The final version of the entire human genome sequence was unveiled last week by the International Human Genome Sequencing Consortium, more than two years ahead of schedule. Since the 'rough draft' was published in February 2001, researchers have been proof-reading the sequence, and filling in most of the gaps. A paper outlining the future of human genome research is to be published in Nature this week, to coincide with the 50th anniversary of the publication of the DNA double helix.
The finished sequence of three billion DNA chemical 'letters', or base-pairs, is highly accurate, with less than one error per 100,000 base-pairs. Researchers have also closed over 99 per cent of the gaps present in the draft sequence, though 400 technically intractable gaps remain.

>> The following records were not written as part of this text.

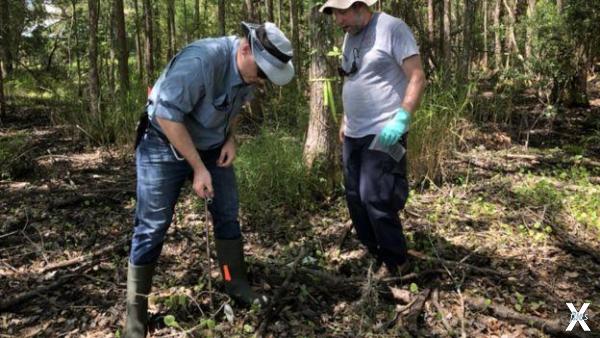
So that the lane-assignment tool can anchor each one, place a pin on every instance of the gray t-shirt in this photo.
(374, 93)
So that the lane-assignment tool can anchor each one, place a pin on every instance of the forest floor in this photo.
(498, 250)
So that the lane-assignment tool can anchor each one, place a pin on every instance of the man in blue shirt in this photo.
(192, 111)
(383, 85)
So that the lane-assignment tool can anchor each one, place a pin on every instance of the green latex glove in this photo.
(394, 129)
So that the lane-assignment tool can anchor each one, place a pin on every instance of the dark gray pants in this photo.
(376, 189)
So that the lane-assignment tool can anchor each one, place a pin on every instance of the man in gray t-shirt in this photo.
(383, 84)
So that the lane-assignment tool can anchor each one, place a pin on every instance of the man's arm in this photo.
(180, 138)
(413, 69)
(228, 151)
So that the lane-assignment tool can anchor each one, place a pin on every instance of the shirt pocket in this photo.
(216, 115)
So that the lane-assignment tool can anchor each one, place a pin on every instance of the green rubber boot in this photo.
(139, 283)
(233, 269)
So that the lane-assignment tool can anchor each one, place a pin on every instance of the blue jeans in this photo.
(160, 176)
(376, 189)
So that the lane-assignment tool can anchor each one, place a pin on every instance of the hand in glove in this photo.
(394, 129)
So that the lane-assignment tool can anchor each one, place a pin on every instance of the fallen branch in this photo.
(83, 258)
(483, 271)
(440, 310)
(554, 328)
(24, 296)
(273, 305)
(346, 231)
(410, 321)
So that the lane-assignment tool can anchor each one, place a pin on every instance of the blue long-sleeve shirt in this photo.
(201, 87)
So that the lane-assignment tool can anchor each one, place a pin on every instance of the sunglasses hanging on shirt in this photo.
(353, 69)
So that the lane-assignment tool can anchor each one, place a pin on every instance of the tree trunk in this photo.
(149, 42)
(497, 42)
(170, 29)
(138, 44)
(157, 32)
(512, 22)
(256, 110)
(77, 57)
(2, 99)
(430, 22)
(484, 61)
(322, 131)
(186, 35)
(6, 37)
(221, 9)
(94, 85)
(270, 15)
(576, 89)
(251, 15)
(529, 37)
(447, 22)
(111, 42)
(122, 50)
(468, 19)
(296, 37)
(196, 19)
(395, 8)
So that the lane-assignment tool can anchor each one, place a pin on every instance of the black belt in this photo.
(157, 132)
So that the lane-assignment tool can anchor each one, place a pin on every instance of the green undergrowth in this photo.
(14, 156)
(272, 177)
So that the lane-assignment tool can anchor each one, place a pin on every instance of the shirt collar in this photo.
(234, 78)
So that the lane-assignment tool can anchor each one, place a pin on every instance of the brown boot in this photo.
(139, 283)
(233, 269)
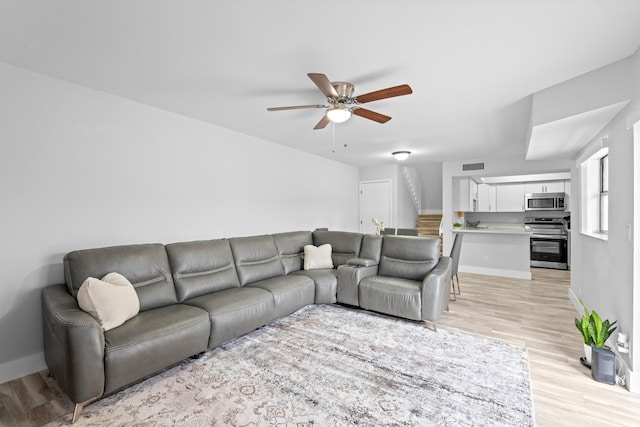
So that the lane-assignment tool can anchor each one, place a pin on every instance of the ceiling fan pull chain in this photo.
(333, 147)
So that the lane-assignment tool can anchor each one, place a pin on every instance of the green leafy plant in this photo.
(583, 325)
(600, 330)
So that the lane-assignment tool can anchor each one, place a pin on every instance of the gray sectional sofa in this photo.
(195, 296)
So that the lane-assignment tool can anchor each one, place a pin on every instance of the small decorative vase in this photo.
(587, 352)
(603, 368)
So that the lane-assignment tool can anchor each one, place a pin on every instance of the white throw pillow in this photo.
(112, 300)
(317, 257)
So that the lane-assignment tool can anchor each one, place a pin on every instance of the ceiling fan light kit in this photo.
(342, 103)
(338, 113)
(401, 155)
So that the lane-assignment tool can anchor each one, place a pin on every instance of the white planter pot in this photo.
(587, 352)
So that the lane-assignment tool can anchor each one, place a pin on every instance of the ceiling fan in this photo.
(342, 103)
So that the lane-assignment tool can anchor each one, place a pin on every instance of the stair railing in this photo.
(413, 182)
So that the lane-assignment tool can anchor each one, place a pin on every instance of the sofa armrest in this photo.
(349, 276)
(73, 345)
(435, 289)
(362, 262)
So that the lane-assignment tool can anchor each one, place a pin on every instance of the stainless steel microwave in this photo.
(544, 201)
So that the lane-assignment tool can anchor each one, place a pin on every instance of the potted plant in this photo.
(600, 330)
(583, 326)
(603, 366)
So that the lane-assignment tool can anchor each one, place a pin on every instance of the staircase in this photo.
(429, 225)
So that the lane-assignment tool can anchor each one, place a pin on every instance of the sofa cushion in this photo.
(234, 312)
(371, 248)
(152, 341)
(112, 300)
(408, 257)
(291, 248)
(390, 295)
(146, 267)
(345, 245)
(202, 267)
(317, 257)
(290, 293)
(256, 258)
(326, 282)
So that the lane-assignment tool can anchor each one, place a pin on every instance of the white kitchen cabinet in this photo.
(510, 197)
(545, 187)
(465, 194)
(486, 198)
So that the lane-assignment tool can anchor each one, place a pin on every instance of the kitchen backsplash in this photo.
(508, 217)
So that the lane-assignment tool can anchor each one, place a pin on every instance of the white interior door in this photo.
(375, 202)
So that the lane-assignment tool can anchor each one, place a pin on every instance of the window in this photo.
(594, 202)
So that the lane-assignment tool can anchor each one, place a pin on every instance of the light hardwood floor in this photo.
(534, 314)
(537, 315)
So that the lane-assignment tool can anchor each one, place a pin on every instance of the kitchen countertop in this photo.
(494, 228)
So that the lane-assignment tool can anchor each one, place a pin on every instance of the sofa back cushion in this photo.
(291, 248)
(408, 257)
(145, 266)
(344, 245)
(371, 247)
(202, 267)
(256, 258)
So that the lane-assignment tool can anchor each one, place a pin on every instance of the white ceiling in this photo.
(472, 64)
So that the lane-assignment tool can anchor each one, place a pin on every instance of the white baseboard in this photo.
(633, 382)
(21, 367)
(513, 274)
(575, 301)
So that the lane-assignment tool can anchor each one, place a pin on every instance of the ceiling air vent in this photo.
(473, 166)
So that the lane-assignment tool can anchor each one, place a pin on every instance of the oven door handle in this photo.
(549, 236)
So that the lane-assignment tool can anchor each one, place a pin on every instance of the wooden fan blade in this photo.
(389, 92)
(323, 84)
(295, 107)
(371, 115)
(324, 121)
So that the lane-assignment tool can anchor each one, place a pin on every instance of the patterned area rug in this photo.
(333, 366)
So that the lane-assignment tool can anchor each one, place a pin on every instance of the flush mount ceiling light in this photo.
(338, 113)
(401, 155)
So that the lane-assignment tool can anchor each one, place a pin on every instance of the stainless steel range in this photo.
(548, 245)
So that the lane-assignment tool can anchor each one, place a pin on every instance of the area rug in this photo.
(328, 365)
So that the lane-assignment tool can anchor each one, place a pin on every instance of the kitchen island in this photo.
(495, 249)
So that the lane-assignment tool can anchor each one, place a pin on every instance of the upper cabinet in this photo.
(465, 194)
(544, 187)
(487, 198)
(510, 197)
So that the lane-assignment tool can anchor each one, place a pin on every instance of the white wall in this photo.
(603, 271)
(403, 213)
(80, 169)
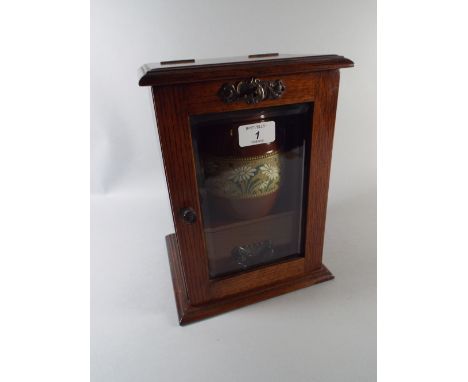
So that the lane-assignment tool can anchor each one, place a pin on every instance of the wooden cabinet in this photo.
(247, 145)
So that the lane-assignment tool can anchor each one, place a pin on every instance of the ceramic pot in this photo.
(241, 182)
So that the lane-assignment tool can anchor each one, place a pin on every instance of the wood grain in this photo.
(182, 92)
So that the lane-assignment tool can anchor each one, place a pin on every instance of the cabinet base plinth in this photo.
(189, 313)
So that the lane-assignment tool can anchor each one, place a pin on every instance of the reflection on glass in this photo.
(251, 169)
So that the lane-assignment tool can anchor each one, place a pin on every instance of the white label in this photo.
(256, 133)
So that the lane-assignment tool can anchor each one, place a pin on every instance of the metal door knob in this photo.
(188, 215)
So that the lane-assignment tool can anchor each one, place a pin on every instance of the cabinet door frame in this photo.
(174, 105)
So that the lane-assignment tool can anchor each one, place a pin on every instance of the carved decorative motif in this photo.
(251, 91)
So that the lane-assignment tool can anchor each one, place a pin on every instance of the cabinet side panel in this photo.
(323, 126)
(176, 146)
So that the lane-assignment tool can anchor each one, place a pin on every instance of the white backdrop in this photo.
(324, 333)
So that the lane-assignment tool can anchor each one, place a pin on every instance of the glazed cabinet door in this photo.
(247, 182)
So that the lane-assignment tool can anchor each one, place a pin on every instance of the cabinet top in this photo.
(185, 71)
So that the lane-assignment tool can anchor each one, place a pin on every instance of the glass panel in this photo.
(252, 168)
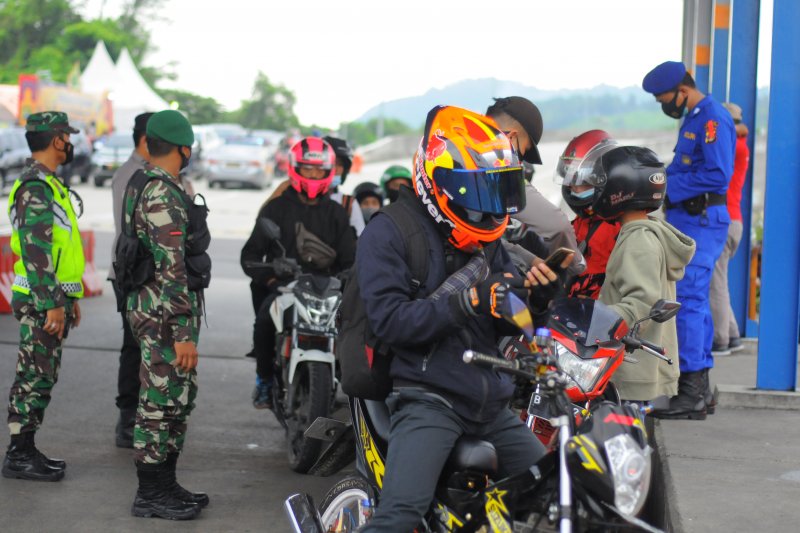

Formally begun in 1990, the work was carried out at 20 sequencing centres in China, France, Germany, Japan, the UK and the US. All made their data freely available via the Internet as soon as it was produced. 'The working draft allowed researchers to kick-start a number of biomedical projects' said Jane Rogers, head of genome sequencing at the UK's Wellcome Trust Sanger Institute, which carried out a third of the work. 'Now they have a highly polished end product that will help them even more'. Celera Genomics, the US biotech firm that published its own draft human genome sequence in 2001, did not go on to produce a final version.
Research projects are now underway to find out what all of the genes encoded within the human genome do, the function of the proteins they make and how genetic variation affects human health. 'The completion of the Human Genome Project should not be viewed as an end in itself' stressed Francis Collins, director of the US National Human Genome Research Institute. 'Rather, it marks the start of an exciting new era - the era of the genome in medicine and health' he said.